|One of North Georgia's newest attractions is one of North Georgia's oldest buildings: Lee and Gordon's Mill on Chickamauga Creek. In September, 1863 the mill was the focal point of the battle of Chickamauga, although the only action it saw was relatively minor cavalry skirmishes.
Entrepreneur James Gordon came to this area in 1836, and purchased land recently distributed to whites during the Sixth Land Lottery. Included in the purchase was a mill built by James Holiway on this location. A homesite at the confluence of Chickamauga Creek and the run-off from Crawfish Springs known as "The Fork" was also purchased by Gordon. In 1838 Gordon gained clear title of the land with the removal of the Cherokee Indians on the Trail of Tears. By 1840, when he began to build his palatial estate known as Gordon-Lee Mansion it is estimated that he owned more than 2000 acres of land. Gordon's daughter Elizabeth married miller James Lee and in 1857 the mill became known as Lee and Gordon's.

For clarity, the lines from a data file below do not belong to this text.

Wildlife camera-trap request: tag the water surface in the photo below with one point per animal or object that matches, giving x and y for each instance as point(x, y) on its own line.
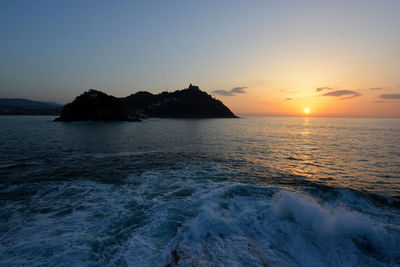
point(250, 192)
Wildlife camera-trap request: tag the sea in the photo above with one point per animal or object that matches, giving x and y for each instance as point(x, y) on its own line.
point(253, 191)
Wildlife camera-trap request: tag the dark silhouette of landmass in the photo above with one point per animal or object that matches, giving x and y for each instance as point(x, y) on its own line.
point(19, 106)
point(97, 106)
point(186, 103)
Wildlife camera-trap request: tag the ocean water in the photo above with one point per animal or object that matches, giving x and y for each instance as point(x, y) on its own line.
point(255, 191)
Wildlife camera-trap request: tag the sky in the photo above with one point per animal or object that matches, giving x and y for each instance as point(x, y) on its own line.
point(337, 58)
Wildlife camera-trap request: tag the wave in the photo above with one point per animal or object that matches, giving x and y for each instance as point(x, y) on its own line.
point(196, 215)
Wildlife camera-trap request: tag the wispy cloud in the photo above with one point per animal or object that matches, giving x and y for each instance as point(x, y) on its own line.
point(348, 93)
point(223, 92)
point(232, 92)
point(238, 90)
point(390, 96)
point(323, 88)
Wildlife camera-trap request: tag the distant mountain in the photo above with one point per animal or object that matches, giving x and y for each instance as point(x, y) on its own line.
point(97, 106)
point(186, 103)
point(20, 106)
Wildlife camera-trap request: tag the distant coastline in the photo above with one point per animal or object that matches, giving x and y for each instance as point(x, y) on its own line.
point(191, 102)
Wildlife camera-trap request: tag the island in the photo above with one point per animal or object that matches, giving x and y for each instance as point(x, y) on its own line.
point(21, 106)
point(97, 106)
point(187, 103)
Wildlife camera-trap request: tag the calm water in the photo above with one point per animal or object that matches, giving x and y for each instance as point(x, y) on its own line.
point(221, 192)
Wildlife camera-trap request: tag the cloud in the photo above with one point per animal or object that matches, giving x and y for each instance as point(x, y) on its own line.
point(338, 93)
point(232, 92)
point(390, 96)
point(223, 92)
point(323, 88)
point(238, 90)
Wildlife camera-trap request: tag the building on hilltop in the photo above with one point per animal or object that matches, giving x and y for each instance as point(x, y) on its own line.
point(193, 87)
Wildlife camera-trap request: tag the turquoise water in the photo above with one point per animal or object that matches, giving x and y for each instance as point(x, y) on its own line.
point(253, 191)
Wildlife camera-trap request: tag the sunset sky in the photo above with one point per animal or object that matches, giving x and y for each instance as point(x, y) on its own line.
point(337, 58)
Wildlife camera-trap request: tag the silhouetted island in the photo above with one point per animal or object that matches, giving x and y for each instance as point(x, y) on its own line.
point(186, 103)
point(20, 106)
point(97, 106)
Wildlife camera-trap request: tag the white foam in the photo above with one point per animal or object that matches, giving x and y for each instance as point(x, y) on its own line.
point(205, 220)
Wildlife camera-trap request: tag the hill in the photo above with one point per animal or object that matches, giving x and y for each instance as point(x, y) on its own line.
point(20, 106)
point(97, 106)
point(186, 103)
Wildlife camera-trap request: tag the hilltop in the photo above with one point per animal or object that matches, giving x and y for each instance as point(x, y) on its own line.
point(187, 103)
point(20, 106)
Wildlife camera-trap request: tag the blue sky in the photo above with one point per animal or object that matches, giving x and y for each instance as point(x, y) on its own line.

This well-known landmark served as a point of reference for both Yankee and Rebel troops as they moved into the area in September, 1863. Additionally, the building also housed a general store that was of interest to the Union troops and a bridge crossed Chickamauga Creek just south of the structure that was of interest to the Rebels.
William Rosecrans and his chief of staff James Garfield stayed with the Lee's (James Gordon had died earlier in 1863) in Chickamauga while Braxton Bragg stayed in Gordon Hall in LaFayette, where he planned an attack on Union forces concentrating at Lee and Gordon's Mill. Crossing Chickamauga Creek further north at Reed's Bridge and Alexander's Bridge, the Confederate forces never made it that far south, engaging the Union forces on the LaFayette-Chattanooga Road (now U. S. 27) north of the mill. James Lee, an ardent Confederate, was forced to mill grain for the Union Army.
The mill was used by General James McPherson as the starting point for his move south to Snake Creek Gap west of Resaca at the start of the Atlanta Campaign.
After the war James Lee continued to run the mill. His son, Gordon Lee, who became a powerful United States Representative inherited the business and ran it until his election to that august body in 1892. Between 1892 and his death in 1927 other family members oversaw the work done at Lee and Gordon's Mill.
The Wallace brothers purchased the mill in 1929 and continued to operate it until 1967, when operations ceased. For 25 years the old mill sat dormant.
In 1993 Frank Pierce purchased the property and completely restored the mill to its appearance at the time of the Civil War. When we visited the mill we were greeted by Adair Brotherton, himself a piece of Georgia history. It was his great-grandfather who owned Brotherton Cabin on the battlefield of Chickamauga.
In the front of the mill is a museum that contains pictures of the mill from the time of the Civil War through modern-day along with pictures of each of its owners. Additional artifacts cover the Civil War and the battle of Chickamauga. As we moved into the large central room Adair powered up a ceiling fan system powered by the still working mill wheel. Then we visited the mill wheel itself. The ancient stone enclosure held the wheel that was powered by a dam a few feet up-stream from the mill. Although much of the dam has been renovated, a portion of the original dam remains, near the opposite bank of Chickamauga Creek.